Following their mandatory visual inspection, the seller’s broker or agent — before preparing the seller’s Transfer Disclosure Statement (TDS) and delivering it to a prospective buyer before entering into a purchase agreement — need to obtain an HIR on the property and prepare the TDS in reliance on specific items covered in an HIR. [See RPI Form 304]

When the HIR is relied on after the seller’s agent’s property inspection to prepare the TDS and the TDS is later contested by the buyer as incorrect or inadequate in a claim made on the broker, the broker and their agent are entitled to indemnification — held harmless — from the home inspection company issuing the report. [Leko  v. Cornerstone Building Inspection Service (2001) 86 CA4th 1109]

As the seller’s or buyer’s agent, remember that home inspection requests and reports are between your client and the inspector. Agents consult, assist and recommend — but leave the selection of home inspector to the client. With choices presented to the client, the issue of steering to an inspector who fails to locate a defect in the property does not morph into a claim of bad faith against an agent for improper selection of the home inspector.

The qualified and insured home inspector

To avoid liability for a negligent home inspector and faulty preparation of a TDS, the agent needs to recommend qualified and competent inspectors. Further, agents need to provide a short list of several competent inspectors from which to choose to avoid the appearance of steering the client.

Inspectors who carry Errors and Omissions (E&O) insurance provide coverage for their liability due to oversights during the inspection process. With an E&O policy, the insurance company defends claims and pays settlements or judgments against the inspector up to the limits of liability stated in the policy.

Editor’s note — As a matter of practice to limit personal liability, active real estate brokers and agents are also encouraged to purchase E&O insurance. With the payment of a premium, E&O insurance protects from the cost of defending against a negligence claim made by a client or others.

Any individual who holds themselves out as being in the business of conducting a home inspection and preparing a home inspection report on a one-to-four unit residential property is a home inspector. No licensing scheme exists to set the minimum standard of competency or qualifications necessary to enter the home inspection profession. [Bus & P C §7195(d)]

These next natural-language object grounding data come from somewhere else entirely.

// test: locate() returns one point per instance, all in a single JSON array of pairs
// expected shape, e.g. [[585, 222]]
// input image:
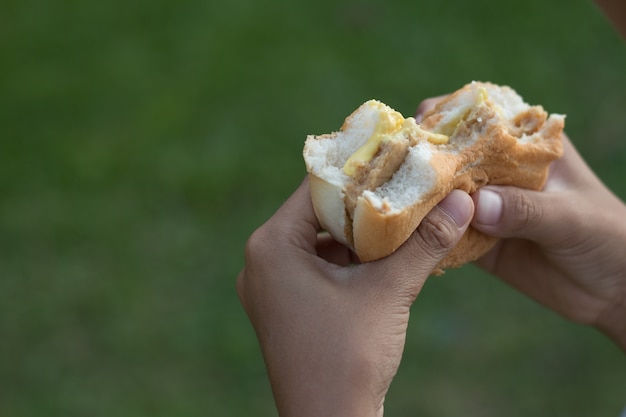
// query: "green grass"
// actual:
[[142, 142]]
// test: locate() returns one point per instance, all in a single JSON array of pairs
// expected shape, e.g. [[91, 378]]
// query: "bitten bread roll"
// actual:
[[373, 181]]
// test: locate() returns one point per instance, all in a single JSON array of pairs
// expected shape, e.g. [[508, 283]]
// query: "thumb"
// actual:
[[512, 212], [434, 238]]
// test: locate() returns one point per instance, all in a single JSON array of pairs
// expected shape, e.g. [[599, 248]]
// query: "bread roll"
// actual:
[[374, 180]]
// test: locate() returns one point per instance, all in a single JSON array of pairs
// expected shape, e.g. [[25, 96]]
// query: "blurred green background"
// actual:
[[143, 141]]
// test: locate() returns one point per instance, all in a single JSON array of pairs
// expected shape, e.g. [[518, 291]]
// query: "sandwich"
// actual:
[[373, 181]]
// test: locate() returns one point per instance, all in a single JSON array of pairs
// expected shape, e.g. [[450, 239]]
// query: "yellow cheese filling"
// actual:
[[389, 123]]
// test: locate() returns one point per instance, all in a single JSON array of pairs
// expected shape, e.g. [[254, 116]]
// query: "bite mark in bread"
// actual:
[[481, 134]]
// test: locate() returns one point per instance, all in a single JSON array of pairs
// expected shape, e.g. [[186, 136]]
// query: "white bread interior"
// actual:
[[494, 138]]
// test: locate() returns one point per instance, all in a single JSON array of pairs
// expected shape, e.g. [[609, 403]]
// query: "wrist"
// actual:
[[332, 389]]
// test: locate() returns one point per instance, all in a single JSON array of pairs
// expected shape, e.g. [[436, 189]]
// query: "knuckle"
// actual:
[[526, 212], [436, 236]]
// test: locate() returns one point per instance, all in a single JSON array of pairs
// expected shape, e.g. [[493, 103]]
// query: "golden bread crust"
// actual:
[[485, 148]]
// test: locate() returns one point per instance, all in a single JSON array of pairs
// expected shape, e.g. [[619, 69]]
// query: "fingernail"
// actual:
[[457, 205], [488, 207]]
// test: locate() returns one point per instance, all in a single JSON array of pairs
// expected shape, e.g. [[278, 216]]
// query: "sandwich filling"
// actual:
[[391, 161]]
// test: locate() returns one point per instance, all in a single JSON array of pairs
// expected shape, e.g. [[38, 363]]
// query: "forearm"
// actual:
[[320, 392]]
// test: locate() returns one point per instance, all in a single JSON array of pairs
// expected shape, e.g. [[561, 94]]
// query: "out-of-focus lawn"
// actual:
[[141, 143]]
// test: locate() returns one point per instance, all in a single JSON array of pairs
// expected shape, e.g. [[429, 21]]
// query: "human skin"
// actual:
[[563, 246], [332, 331]]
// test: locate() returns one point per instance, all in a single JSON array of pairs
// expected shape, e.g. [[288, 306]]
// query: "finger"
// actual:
[[438, 233], [426, 106], [510, 212]]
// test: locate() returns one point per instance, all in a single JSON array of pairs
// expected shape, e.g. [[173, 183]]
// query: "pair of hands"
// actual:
[[332, 332]]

However, some real estate service providers typically conduct home inspections, such as:

  • general contractors;
  • structural pest control (SPC) operators;
  • architects; and
  • registered engineers.

Home inspectors occasionally do not hold any type of license relating to construction, such as a person who is a construction worker or building department employee. However, they are required to conduct an inspection of a property with the same degree of care a reasonably prudent home inspector would exercise to locate material defects during their physical examination of the property and report their findings. [Bus & P §7196]

Some trade groups exist which monitor standards for home inspectors. These include the:

  • California Real Estate Inspection Association (CREIA);
  • American Society of Home Inspectors (ASHI); and
  • International Association of Home Inspectors (InterNachi).

Editor’s note — Home inspectors are separate from SPC inspectors, who are licensed to inspect for pests. When choosing an SPC company, the agent needs to protect their client and verify the individual or company’s license, the company’s registration, and the individual’s or company’s complaint history by contacting the SPC Board.